Ekera Dental's Comprehensive Support
On the other hand, there were times when the “corporate” elements of Ekera Dental became an asset.
“Selling to a corporate also took out the parts of the practice that were quite frankly getting too complicated and time consuming – such as HR and Accreditation – for a single practitioner,” Dr Wallman admits.
“It offers a viable and secure succession plan, ensuring profitability. I had always contemplated retiring around the age of 65 or 66, and this approach provided me with a sense of assurance and certainty about my future.”
The former Practice Principal of Blackwood Dental was notably attracted to Ekera Dental's exceptional capacity to furnish comprehensive support for the myriad of demanding responsibilities they encountered.
“They took on the burdensome tasks like HR, bookkeeping, social media (whatever that means!) and bill payments, leaving the enjoyable aspects to us. It was quite a relief,” Dr Wallman enthuses.
“Most importantly, they allowed me to focus on dentistry.”
Viable Succession Plan
In response to the inquiry regarding the factors influencing his decision to prolong his tenure beyond the initially contracted five-year term, he expresses:
"At that point, I was approaching retirement age, and that had always been my overarching plan. The aspiration of establishing, purchasing, and selling dental practices had been fulfilled.
“I knew that ultimately, I would sell to a corporate entity and remain in that capacity for as long as required until the time came for a gradual transition or my eventual retirement."
Another factor that made Dr Wallman continue his association with Blackwood Dental was the remarkable Ekera team, led by Tony Coulepis.
“I had no issues with Ekera Dental – they were truly exceptional people. Tony is a wonderful leader who is always approachable,” Dr Wallman attests.
“He is very knowledgeable and willingly shares it. The team, as a whole, performs admirably under his leadership. Particularly during challenging phases, such as the period of the COVID-19 pandemic, their collective efforts and dedication proved invaluable.”
Cherishing Memories and New Pursuits
As Dr Wallman embarks on his retirement journey, it is undoubtedly the remarkable teamwork and camaraderie within the team that will leave indelible memories. Moreover, the enduring relationships he has forged with his patients over the years will be cherished reflections as he enters this new phase of life.
“Having been prepared for retirement, I haven't encountered significant difficulties during this transition,” Dr Wallman says.
“Nevertheless, the practice still reaches out to me whenever they require assistance, particularly with procedures like IV sedations and Implants, and I am delighted to be of service, ensuring that I remain connected with the team.
“Of course, it is hard to leave behind the patients that you have been treating for years and the staff you have been seeing every day for years. I was very touched by the gifts and comments I received from some of the patients and staff.”
Deborah, Geoff's spouse, was actively involved in the administration of the practice, leading to the establishment of a harmonious and well-coordinated work environment. The couple’s focus has now shifted beyond dentistry, onto their family life with two beloved children. These days, they can be found in serene locales, indulging their passion for golf and fishing.
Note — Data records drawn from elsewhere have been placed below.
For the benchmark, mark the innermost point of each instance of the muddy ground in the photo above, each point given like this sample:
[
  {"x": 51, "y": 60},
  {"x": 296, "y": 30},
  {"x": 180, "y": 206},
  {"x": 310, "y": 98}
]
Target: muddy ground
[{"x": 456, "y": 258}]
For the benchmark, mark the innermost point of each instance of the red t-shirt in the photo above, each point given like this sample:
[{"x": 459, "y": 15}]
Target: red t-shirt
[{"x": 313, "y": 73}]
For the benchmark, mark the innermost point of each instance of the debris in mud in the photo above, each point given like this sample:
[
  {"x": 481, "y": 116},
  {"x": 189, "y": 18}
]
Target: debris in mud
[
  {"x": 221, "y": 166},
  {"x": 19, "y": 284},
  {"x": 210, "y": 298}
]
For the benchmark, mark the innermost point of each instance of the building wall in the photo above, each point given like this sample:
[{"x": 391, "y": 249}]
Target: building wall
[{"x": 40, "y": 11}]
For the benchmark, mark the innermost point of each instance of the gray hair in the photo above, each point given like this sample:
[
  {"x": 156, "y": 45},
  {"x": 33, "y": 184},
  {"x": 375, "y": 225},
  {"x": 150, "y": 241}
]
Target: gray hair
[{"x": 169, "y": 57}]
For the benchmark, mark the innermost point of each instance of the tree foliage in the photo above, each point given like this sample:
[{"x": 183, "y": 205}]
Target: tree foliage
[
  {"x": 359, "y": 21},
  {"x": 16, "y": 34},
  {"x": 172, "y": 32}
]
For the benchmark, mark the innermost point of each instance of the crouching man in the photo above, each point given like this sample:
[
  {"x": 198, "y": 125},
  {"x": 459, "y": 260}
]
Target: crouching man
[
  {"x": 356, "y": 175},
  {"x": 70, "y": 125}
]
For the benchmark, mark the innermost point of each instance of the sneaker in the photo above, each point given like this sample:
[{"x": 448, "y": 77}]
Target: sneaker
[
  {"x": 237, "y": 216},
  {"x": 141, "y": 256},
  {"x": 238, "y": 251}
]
“I am a golf tragic so am devoting my time to improving the handicap,” he remarks, hinting at a leisurely retirement.
Following a lengthy but contrived transitional phase, Geoff is enjoying his extended time out but remains in contact with the practice that he nurtured. Furthermore, he helps with both clinical and non-clinical assistance from time to time, which Ekera welcomes and is happy to encourage.
“We will also be doing a bit of travelling and playing a little more bridge.”